10 de mai. de 2009


Traições tolerantes
- histórias de um tempo em que
tentávamos reciclar gentes e coisas -

II


Uma bondosa mulher. Medicina sua profissão, visitava o galpão de reciclagem todas as quartas-feiras no fim da tarde. Juiz de direito era seu companheiro, homem grisalho, sem sorrisos nos lábios e de face tensa, que nem sempre chegava com ela. Falando em inglês, brincava: “time to tea”. Beijava distraidamente cada um que encontrava. Lembro sempre de seu andar esbelto, olhos claros, discretos, mas sua pele denunciava seus mais de 50. Sempre carregava balas na bolsa, nos bolsos do jaleco, que ora vestia, ora estava no banco de traz do carro. Uma vez não consegui manobrá-lo para que um caminhão carregado de lixo pudesse irromper no pátio. Disparava alarmes em toda a tentativa de manobra feita. Ela trazia para nós roupas sempre muito boas. Mostrava-se sempre eclética nos diversos tipos de assuntos que eventualmente eram abordados. Falava de políticas públicas, de creches, escolas de qualidade para os filhos dos pobres. Falava de saúde pública, provocava-nos falando de traições nos relacionamentos afetivos, defendia publicamente os homossexuais e a possibilidade de uniões formais estabilizadas.
Frequentemente apareciam moradores de rua no galpão e com eles os problemas. Pirulito apareceu em julho, pleno inverno garoento, procurando trabalho. Com aparência de menino, não tinha 30 anos. Sorriso tímido que realçava a beleza do olhar. Comeu muito naquela noite. A comida sempre era muito abundante – arroz, feijão, algum pouco de molho sempre se encontrava -. Num canto do refeitório improvisado, dormiu sob montanhas de plástico mole e caixas de papelão. É muito difícil deixar de ser morador de rua. Deixa a rua, mas a sua cabeça continua na insegurança dela. Tem medo de tudo. É perceptível em coisas aparentemente simples: não consegue separar-se de sua faca, de seus parcos pertences, come tudo o que pode em cada refeição, não sabendo do destino que o espera para o outro dia.

A bondosa e elegante mulher nunca escondeu a sua afeição por Pirulito . No galpão brincávamos: “ela gosta de balas e pirulitos”. Pirulito se fazia charmoso e discreto. Acordava às 5 da manhã, fazia halterofilismo com uma barra de ferro, nas pontas tinha latas usadas de tinta, cheia de concreto. Cada levantada era motivo para um gemido dolorido. Banho tomado, barba feita, depois do café, ou melhor; comia tudo que sobrava da janta com o café; saía Pirulito, feliz com seu carrinho na direção ao centro da cidade. Era forte. Às quintas-feiras, saía depois das 17 horas, mais bonito do que nunca , voltando lá pelas 6 da manhã do outro dia. Nas sextas, recebia a partilha e sumia. Voltava no domingo, sempre depois da meia noite, de banho tomado, e cheiroso como sempre. Surpreendia a todos o capricho da roupa simples que usava. Sempre bem passada, e combinando. Muitas noites o encontrei recendendo fragrâncias maravilhosas que dizia sempre, ser de procedência francesa, e jurava de pé junto que encontrava no lixo.

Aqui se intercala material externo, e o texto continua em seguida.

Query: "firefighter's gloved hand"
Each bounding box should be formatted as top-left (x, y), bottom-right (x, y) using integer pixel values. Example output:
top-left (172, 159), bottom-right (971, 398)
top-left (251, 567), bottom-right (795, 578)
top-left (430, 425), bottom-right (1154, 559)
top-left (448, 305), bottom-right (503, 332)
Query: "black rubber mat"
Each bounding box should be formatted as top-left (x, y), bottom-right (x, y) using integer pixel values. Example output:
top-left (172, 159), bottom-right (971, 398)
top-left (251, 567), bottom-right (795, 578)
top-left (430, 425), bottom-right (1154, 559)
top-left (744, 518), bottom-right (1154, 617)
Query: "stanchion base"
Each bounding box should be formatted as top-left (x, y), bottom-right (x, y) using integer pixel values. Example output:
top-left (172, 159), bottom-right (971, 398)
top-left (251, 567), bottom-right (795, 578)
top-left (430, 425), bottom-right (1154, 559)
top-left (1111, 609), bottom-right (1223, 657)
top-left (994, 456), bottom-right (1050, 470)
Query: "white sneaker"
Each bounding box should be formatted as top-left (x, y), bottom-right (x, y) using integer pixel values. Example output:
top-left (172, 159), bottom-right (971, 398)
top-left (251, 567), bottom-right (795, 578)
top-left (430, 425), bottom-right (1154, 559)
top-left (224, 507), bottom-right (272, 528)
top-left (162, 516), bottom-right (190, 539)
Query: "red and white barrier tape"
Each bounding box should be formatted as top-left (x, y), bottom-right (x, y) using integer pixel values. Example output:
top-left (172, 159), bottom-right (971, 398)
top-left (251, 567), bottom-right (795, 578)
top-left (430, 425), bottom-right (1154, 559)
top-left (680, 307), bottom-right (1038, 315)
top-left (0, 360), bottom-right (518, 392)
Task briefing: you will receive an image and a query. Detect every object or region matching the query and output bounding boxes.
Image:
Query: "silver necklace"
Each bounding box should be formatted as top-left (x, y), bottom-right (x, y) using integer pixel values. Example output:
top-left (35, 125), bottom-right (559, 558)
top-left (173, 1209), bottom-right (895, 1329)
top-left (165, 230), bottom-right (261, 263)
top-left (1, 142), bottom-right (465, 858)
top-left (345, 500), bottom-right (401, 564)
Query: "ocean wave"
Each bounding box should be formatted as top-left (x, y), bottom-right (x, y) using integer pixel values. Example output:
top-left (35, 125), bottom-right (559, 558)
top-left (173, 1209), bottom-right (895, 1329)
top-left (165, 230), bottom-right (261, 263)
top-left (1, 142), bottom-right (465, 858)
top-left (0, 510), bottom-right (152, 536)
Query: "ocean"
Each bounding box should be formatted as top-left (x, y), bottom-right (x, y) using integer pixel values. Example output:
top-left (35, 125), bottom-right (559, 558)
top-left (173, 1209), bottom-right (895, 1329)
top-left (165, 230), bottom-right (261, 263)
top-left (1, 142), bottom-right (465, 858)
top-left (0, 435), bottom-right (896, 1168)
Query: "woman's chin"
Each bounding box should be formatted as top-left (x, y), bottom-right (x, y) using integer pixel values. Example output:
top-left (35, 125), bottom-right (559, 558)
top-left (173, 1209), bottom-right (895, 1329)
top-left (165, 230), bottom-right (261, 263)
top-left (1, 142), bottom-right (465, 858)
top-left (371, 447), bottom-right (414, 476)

Numa tarde chata de domingo no Shopping ao estacionar o carro, enxerguei o juiz dentro de seu elegante automóvel. Abanou-me gentilmente num convite para que fosse ao seu encontro. Assistia um filme italiano em DVD portátil, com moderníssima tela de cristal liquido. “Enquanto elas compram, a gente se diverte como pode”, falou-me sorridente.
Em um daqueles recantos do shopping center, ao som de um pianista escabelado, estava o Pirulito namorando. Tomado por um misto de admiração e susto, discretamente disfarcei e me movimentei em direção a livraria próxima, olhei computadores, sapatos, tomei café... E tomado por uma curiosidade inquieta voltei, e através da vitrine vi que lá continuavam, como que encantados um pelo outro. Entrei na primeira sala de cinema que encontrei. Foi a sessão mais longa que assisti em toda a minha vida. Tomara que ao escrever esta memória, como numa psicanalise, se afaste de mim aquela imagem que me persegue, esgotando-me na tentativa de compreender a vida, os amores e suas mais diversas formas de manifestações.
Na quarta-feira, como sempre, a médica sorridente e jovial, distribuía beijos e balas aos trabalhadores, e falando "time to tea" convidou-nos para o chá, enquanto Pirulito muito suado e sujo, aparecia carregado de coisas que a cidade acabava de descartar. Após descarregar o carrinho, sumiu para reaparecer poucos minutos depois, de banho tomado e cheiroso como sempre. A nossa frente, ao vê-lo, desembrulhava um discreto sorriso.